Können ihm seine Lehrer noch etwas beibringen, hält er sie überhaupt für kompetent? „Auf jeden Fall“, antwortet Juran. Auch wenn es schon vorgekommen sei, dass Lehrer ihn um Rat fragten.

Zur schulischen Förderung kam die universitäre. Mehr als sechs Jahre hat der Gymnasiast die Kurse der Mathematischen Schülergesellschaft Leonhard Euler (MSG), die bei der Mathe-Didaktik der Humboldt-Universität zu Berlin (HU) angesiedelt ist, belegt.
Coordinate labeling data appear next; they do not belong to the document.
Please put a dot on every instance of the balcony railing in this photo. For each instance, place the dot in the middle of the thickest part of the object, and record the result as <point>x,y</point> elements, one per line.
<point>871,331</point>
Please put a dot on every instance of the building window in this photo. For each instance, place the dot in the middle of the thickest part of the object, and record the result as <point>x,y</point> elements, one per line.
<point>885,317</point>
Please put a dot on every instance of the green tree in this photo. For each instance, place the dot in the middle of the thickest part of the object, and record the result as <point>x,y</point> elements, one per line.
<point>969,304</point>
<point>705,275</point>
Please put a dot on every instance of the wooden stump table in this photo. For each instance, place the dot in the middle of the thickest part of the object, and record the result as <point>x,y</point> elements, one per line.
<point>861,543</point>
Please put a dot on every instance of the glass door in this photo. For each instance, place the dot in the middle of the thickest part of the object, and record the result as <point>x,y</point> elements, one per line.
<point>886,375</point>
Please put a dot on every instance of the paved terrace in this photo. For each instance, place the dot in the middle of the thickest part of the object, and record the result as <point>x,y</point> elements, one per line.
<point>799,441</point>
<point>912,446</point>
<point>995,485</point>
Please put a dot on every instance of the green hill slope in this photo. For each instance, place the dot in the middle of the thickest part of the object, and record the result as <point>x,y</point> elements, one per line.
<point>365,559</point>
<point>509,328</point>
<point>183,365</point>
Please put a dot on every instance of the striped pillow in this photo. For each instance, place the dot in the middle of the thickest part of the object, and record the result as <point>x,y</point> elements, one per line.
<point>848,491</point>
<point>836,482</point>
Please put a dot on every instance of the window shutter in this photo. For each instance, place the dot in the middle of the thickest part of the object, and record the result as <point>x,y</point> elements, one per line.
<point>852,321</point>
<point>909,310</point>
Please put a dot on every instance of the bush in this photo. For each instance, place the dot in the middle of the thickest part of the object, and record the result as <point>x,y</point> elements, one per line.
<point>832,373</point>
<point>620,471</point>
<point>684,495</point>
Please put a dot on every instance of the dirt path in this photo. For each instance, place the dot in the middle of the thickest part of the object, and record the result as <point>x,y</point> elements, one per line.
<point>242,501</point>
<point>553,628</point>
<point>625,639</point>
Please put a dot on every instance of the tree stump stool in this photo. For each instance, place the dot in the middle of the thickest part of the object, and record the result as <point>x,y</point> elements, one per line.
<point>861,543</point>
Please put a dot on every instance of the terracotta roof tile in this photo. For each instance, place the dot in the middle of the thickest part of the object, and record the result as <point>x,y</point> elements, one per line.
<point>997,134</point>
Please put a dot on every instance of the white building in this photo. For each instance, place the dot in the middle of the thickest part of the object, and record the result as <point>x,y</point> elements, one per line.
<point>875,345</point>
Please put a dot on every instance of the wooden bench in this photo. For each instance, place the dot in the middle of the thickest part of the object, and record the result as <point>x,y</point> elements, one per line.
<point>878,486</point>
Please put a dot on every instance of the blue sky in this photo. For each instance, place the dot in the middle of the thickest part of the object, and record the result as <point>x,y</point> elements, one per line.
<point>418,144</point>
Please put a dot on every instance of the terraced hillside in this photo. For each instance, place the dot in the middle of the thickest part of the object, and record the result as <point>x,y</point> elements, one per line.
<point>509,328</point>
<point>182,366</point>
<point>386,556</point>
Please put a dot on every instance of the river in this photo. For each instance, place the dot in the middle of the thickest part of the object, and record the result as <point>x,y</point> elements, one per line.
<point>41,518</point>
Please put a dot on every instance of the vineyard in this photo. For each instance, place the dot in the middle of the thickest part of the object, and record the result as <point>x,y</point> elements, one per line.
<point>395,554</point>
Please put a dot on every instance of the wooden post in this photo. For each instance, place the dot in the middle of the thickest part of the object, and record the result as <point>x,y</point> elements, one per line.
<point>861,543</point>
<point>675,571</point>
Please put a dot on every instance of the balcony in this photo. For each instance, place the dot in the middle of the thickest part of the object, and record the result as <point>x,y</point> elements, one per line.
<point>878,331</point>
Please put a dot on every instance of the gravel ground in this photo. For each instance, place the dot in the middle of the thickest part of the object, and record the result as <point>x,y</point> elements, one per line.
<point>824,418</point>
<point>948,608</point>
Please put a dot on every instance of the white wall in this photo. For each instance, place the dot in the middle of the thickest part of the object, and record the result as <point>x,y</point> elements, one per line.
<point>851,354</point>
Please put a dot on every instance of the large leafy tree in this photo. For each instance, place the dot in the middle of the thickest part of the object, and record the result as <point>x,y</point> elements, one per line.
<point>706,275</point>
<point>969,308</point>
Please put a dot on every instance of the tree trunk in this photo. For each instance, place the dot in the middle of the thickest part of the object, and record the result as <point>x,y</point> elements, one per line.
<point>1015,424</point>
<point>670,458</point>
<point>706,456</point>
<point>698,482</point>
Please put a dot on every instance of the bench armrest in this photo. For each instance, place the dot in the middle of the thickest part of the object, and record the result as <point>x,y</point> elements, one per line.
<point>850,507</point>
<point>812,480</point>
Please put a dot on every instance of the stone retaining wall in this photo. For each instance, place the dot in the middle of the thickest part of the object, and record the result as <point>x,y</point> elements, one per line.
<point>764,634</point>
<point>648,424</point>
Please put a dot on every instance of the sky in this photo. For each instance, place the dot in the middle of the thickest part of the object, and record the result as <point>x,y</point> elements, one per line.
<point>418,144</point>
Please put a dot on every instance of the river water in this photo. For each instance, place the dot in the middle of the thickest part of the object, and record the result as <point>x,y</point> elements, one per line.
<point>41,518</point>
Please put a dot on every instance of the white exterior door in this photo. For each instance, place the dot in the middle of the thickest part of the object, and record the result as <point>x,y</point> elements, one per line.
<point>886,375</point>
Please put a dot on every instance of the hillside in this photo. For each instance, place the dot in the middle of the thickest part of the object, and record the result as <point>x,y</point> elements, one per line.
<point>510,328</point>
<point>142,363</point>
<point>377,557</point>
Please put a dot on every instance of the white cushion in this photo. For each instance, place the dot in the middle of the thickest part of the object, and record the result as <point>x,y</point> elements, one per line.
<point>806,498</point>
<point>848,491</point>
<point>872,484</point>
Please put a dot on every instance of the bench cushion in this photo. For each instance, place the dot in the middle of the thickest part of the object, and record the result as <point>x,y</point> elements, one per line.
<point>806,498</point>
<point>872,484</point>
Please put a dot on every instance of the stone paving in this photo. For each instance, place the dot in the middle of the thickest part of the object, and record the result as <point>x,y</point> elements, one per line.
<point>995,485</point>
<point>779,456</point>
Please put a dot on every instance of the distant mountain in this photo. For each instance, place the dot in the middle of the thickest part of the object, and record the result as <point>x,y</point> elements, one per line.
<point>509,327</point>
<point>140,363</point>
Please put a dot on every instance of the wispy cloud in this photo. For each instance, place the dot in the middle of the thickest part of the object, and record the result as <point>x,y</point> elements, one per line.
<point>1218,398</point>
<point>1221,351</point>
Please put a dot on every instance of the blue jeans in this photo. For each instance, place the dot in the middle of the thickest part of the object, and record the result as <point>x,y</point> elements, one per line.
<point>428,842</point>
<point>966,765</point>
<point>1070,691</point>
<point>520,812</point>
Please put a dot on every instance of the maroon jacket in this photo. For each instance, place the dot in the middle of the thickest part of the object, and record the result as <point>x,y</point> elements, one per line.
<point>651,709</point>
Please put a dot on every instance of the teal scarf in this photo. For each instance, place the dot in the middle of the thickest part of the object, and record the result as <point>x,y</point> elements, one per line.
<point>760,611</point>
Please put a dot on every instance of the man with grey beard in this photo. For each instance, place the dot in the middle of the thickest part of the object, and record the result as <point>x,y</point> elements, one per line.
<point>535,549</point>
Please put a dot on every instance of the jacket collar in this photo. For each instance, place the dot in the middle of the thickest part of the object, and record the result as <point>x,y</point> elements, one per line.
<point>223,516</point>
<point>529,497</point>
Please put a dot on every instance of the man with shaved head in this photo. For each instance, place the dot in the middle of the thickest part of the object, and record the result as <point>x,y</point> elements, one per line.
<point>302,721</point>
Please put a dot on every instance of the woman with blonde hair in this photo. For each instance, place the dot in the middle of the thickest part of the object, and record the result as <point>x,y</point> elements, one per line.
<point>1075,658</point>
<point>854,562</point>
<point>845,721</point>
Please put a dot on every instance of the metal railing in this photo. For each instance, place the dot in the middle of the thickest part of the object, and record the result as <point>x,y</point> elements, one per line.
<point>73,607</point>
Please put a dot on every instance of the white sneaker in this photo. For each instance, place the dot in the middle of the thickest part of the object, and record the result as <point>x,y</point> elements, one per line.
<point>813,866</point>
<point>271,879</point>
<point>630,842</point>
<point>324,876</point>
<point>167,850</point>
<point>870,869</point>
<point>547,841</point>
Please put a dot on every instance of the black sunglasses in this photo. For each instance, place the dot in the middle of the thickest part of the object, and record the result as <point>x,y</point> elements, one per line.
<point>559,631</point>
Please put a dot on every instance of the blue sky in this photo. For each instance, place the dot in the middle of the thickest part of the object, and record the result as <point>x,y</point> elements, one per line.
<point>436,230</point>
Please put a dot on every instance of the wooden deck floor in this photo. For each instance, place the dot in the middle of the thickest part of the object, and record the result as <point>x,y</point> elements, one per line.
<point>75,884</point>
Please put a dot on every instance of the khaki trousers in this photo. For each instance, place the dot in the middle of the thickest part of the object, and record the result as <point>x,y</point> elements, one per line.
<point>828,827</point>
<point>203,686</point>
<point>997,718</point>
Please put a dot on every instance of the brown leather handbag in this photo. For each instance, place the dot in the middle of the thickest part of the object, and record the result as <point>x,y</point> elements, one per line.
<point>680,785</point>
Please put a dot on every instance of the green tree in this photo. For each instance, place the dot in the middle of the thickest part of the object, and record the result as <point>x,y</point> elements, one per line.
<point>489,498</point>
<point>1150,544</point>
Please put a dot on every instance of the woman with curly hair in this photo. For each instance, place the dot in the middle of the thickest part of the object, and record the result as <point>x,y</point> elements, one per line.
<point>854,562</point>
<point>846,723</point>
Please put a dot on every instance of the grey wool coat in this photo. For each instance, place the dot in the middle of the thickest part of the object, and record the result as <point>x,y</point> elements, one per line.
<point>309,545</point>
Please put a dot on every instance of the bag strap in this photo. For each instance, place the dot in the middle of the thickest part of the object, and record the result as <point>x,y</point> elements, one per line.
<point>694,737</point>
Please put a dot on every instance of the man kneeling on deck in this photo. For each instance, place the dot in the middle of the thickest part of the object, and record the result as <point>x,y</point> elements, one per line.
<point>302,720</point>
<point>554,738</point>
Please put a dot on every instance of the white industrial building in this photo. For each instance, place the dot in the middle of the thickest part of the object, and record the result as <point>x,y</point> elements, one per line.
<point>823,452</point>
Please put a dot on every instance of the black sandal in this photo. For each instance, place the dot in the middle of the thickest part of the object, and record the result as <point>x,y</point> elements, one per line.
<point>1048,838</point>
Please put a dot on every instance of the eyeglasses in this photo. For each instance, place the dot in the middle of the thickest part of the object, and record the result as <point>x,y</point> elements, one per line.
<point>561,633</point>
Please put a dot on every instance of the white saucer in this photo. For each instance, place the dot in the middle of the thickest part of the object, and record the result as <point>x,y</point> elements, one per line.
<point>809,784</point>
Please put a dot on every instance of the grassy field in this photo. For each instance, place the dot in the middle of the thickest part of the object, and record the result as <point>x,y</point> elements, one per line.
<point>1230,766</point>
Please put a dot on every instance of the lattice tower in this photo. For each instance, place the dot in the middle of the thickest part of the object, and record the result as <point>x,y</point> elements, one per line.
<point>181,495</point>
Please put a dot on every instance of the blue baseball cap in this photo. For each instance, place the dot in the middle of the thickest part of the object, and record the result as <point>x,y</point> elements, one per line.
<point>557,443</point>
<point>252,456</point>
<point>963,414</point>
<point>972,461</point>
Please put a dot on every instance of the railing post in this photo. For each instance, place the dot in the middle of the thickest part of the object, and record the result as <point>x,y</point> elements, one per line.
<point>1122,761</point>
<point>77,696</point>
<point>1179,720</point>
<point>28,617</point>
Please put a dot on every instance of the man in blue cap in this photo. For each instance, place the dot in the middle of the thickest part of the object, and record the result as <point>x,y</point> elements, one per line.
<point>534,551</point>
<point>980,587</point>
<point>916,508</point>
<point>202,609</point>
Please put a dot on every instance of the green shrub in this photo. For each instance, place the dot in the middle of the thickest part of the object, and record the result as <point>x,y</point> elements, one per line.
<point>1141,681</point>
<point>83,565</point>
Seit 1970 werden hier Interessierte und Begabte gefördert. In wöchentlichen Kursen für die Jahrgänge 5 bis 13 kommen Themen zur Sprache, die an den Schulstoff angelehnt sind. Wenn es etwa in der Schule zum Beispiel um das Berechnen natürlicher Zahlen geht, dann werden hier die Axiome (ein Grundsatz einer Theorie – Anm. d. Red.) derselben diskutieren. Ein vor allem bei den Kleinen gern genutztes Angebot, wie sich an den Teilnehmerzahlen erkennen lässt: In den unteren Jahrgängen gibt es fünf Kurse mit je 20 Schülern, in den höheren noch ein bis zwei Kursen.

Zum Großteil sind die Schüler männlich, wie Juran berichtet, in seinem Kurs hätten zuletzt ein Mädchen und sechs Jungs gesessen. Auch bei der MSG hat er übrigens Stufen übersprungen, als Drittklässler nahm er bereits am Kurs für Fünftklässler teil. Auch später war er nie im offiziellen Schuljahrgang. Schließlich erhielt er Einzelförderung.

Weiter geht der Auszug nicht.